Dwiwasana adalah jenis tembung rangkep yang mengulang wanda atau suku kata terakhirnya.

Contohnya adalah:

  • Ndepipis (mojok atau merepet ke tembok) è kata dasarnya ndepis
  • Ndengangak (mendongak) è kata dasarnya ndegak
  • Njedhidhil (muncul) è kata dasarnya njedhil

Sebagai catatan, ada beberapa kata yang nampak seperti tembung rangkep dwiwasana padahal sejatinya bukan karena kata-kata tersebut adalah kata dasar.

Misalnya: cekakak (tertawa terbahak-bahak), mecucu (merengut), cengenges (tertawa-tawa), mekangkang (membuka kaki), dan selainnya.

3. Tembung Camboran

Yang dimaksud dengan tembung camboran adalah dua kata dengan arti berbeda yang digabungkan dan membentuk arti kata baru.
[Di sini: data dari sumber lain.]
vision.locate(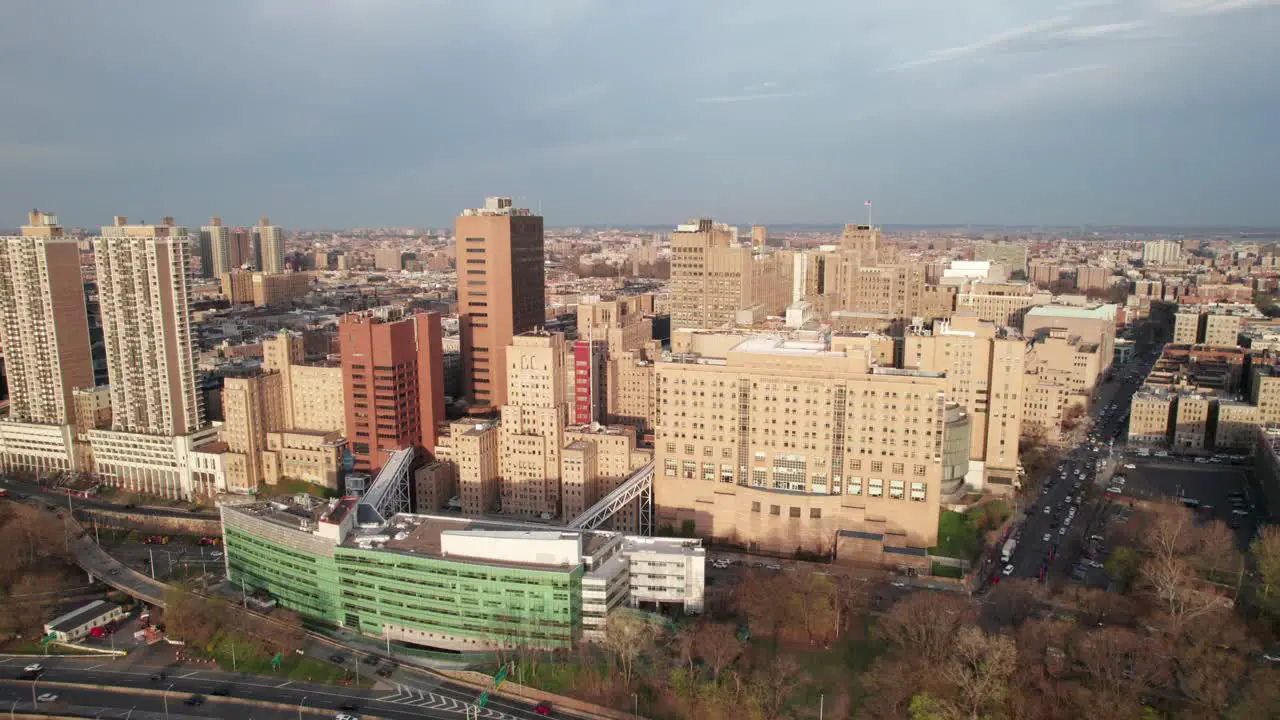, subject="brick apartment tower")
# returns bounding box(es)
[93,215,205,436]
[338,307,444,474]
[454,197,547,415]
[0,210,93,425]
Ada dua jenis tembung camboran, yaitu:

Camboran Wutuh

Tembung camboran wutuh adalah dua kata utuh yang digabung atau digunakan bersamaan.

Contohnya: Semar mendem (nama kue). Semar aslinya merupakan nama tokoh pewayangan dan mendem artinya adalah mabuk. Ketika dua kata itu digabungkan maka digunakan untuk arti lain yang tidak ada hubungannya dengan arti kata masing-masingnya.
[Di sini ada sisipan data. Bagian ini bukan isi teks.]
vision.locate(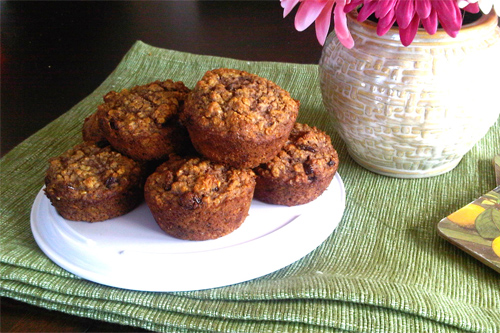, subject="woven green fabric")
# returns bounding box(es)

Contoh lain dari tembung camboran wutuh adalah sebagai berikut:

  • Sawo mateng (warna coklat tua). Sawo adalah nama buah dan mateng artinya matang.
  • Naga sari (nama kue tradisional. Naga adalah nama makhluk mitologi dan sari biasa digunakan sebagai nama orang.
  • Sapu tangan (kain kecil).

Camboran Tugel (Wancah)

Tembung camboran tugel atau wancah adalah tembung camboran yang menggabungkan dua kata, tetapi yang digabungkan hanya salah satu suku katanya.
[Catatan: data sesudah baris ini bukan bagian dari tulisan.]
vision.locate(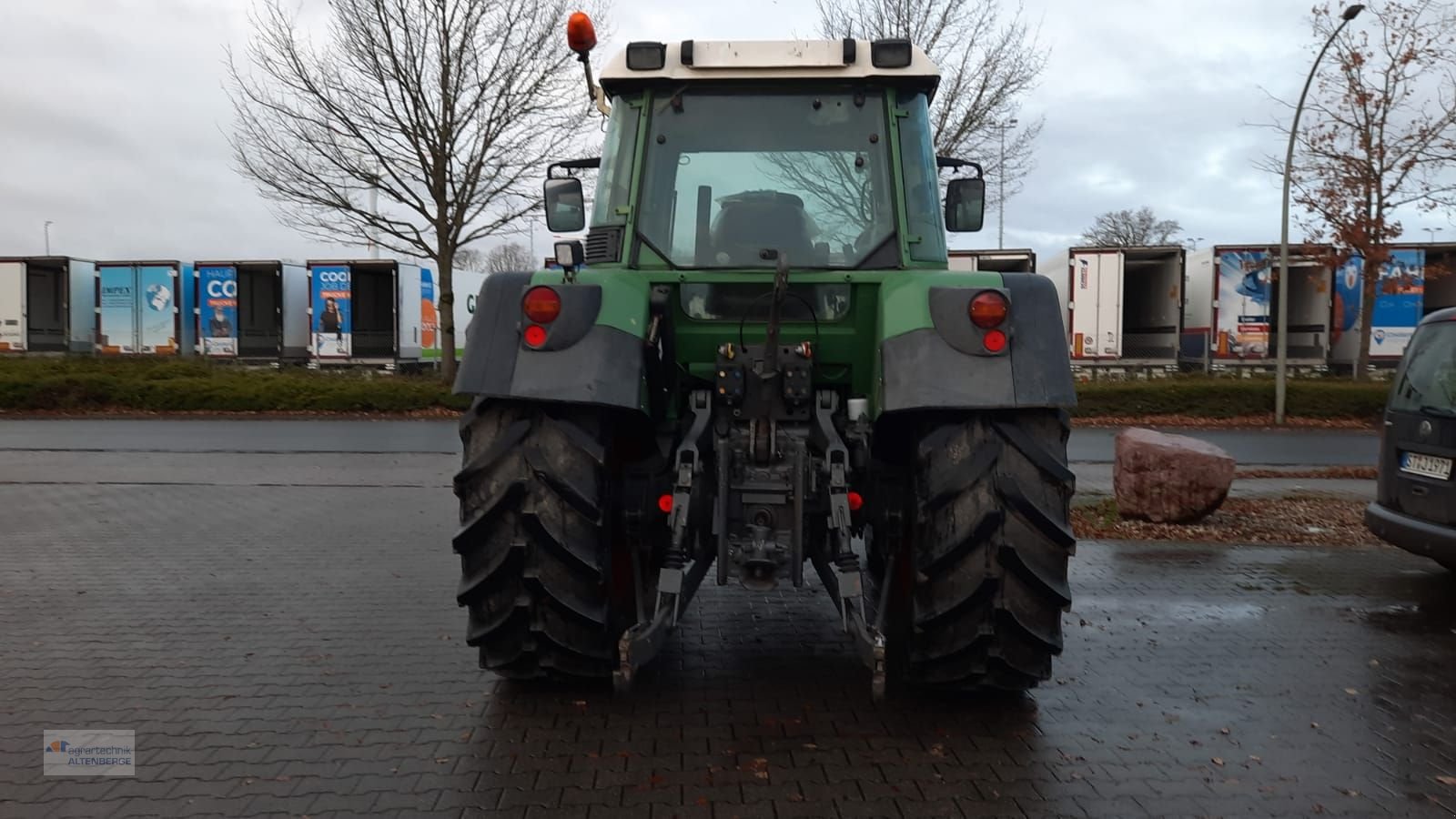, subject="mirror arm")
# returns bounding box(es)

Sebagai contoh kata “abang” (merah) dan “pucuk” yang digabung menjadi “bangcuk”.

Contoh lainnya:

  • Barbeh è bubar kabeh (bubar semua)
  • Dhekmu è endek lemu (pendek gemuk)
  • Gaji wakma è sega siji iwak lima (nasi satu lauk lima)
  • Lunglit è balung kulit (tulang kulit)

Camboran tugel tidak memiliki arti baru, dia digunakan hanya sebagai akronim saja.